SAN JOSE, CA – ebay, the California-based online auction house, has set up operations in the UK and Germany with a British startup and a German acquisition.
The ebay site in the UK began in March as a straight subsidiary with a British management team in place. In Germany ebay bought a 4-month-old startup, Alando, in June.
“It was a natural launching pad for ebay in Germany,” spokesman Russell Brady said. “They are the biggest site in Germany, and the founders shared ebay’s vision of what it takes to build a great person-to-person trading community.”
The company was founded by three brothers – Mark, Oliver and Alexander Semwer – and three of their former school mates. They are 24 to 29 years old and had worked for Web companies before striking out on their own.
“We really think Alando has established itself on the German marketplace,” said Brady. “The founders told us that they had looked to ebay as a model, and they’ve done a good job bringing that model to Germany.

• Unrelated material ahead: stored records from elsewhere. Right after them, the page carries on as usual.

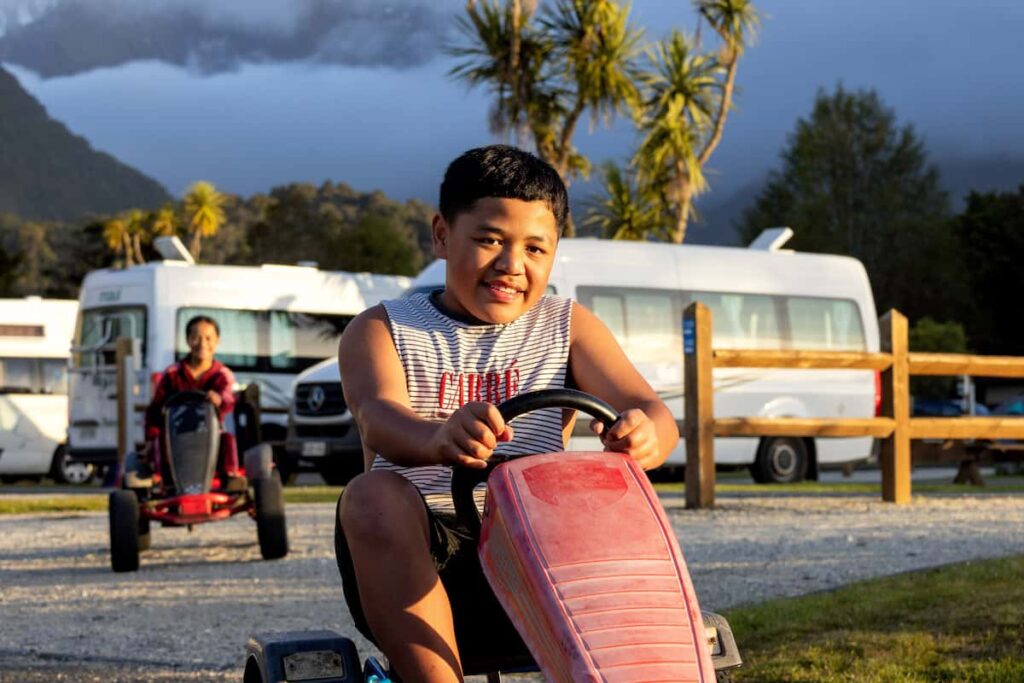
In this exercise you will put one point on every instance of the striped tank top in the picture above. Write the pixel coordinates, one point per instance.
(449, 364)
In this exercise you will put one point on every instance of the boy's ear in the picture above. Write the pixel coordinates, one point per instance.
(439, 230)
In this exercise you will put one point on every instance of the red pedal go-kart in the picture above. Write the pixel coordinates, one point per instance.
(184, 489)
(581, 555)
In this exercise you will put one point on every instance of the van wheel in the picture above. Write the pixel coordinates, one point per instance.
(62, 471)
(780, 461)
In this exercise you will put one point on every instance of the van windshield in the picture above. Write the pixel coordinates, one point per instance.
(97, 331)
(48, 376)
(267, 341)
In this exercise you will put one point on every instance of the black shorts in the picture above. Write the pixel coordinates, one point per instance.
(483, 632)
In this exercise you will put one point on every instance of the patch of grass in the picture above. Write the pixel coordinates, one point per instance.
(311, 494)
(12, 505)
(992, 485)
(957, 623)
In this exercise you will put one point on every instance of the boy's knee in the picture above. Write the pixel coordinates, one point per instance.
(379, 505)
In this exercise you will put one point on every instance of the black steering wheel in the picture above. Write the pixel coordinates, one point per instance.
(188, 396)
(465, 479)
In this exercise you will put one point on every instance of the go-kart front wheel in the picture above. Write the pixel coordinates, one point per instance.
(270, 527)
(123, 512)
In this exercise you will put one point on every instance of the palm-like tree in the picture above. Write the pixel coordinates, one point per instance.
(678, 114)
(117, 239)
(689, 98)
(628, 210)
(546, 74)
(135, 225)
(204, 209)
(164, 221)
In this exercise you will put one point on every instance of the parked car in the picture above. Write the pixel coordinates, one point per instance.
(322, 435)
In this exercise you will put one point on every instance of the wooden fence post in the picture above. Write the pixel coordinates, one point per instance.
(699, 417)
(895, 456)
(126, 399)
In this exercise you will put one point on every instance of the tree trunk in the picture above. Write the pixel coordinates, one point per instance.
(195, 245)
(684, 202)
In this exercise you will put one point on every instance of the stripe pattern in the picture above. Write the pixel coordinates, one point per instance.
(449, 364)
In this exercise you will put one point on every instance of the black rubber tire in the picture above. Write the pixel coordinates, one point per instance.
(270, 526)
(780, 460)
(339, 473)
(123, 513)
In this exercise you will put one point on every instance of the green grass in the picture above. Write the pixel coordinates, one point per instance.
(10, 505)
(957, 623)
(992, 485)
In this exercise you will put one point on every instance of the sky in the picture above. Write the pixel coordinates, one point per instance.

“The reason ebay has been so successful in the US is that they have a great grassroots community who are really passionate about trading and collection. Alando understood that.”
After just six months in business, ebay’s German site has 160,000 items for sale and 100,000 registered users. The site is doing so well that ebay last month introduced a fee structure for the first time.
“None of the other Web sites have done that,” Brady said. “They were too busy building up market momentum, but we are gaining momentum in revenue as well.” Sellers pay a fee of 1.5 to 3 percent on sold items, but browsing is free.
“Alando’s idea was to build up a strong community and user base first and then transfer that to a business model. They were quickest out of the chute and I’m sure others will follow their lead.”
By then ebay expects to be active across Europe. “We plan to be wherever there is a vibrant Internet market or a critical mass of users,” Brady said, but he acknowledged that the company has not chosen any other European sites yet.
The building plan calls for developing strong local sites, and building an international auction trade once the individual sites are successful.
“Early adopters and hard-core collectors in some categories are happy to trade internationally,” Brady explained, “but your average consumer is not. He doesn’t want to go through the customs and shipping rigmarole that you still have to go through so most of the trading will be done on an intra-country basis.”
Payment will be local. “We’re offering local currency billing and local currency auction,” he said. “We’re looking at the euro and, over time, as it becomes the standard, we’d use it.
“We trade in German marks, Sterling and dollars. We’re setting up a billing infrastructure so you can pay with credit cards, COD or checks. We don’t want to impose payment modalities on customers just because it is simpler for us. Paying with money orders may be standard in some countries, and we will adapt to that. If you put up barriers your site won’t become popular.”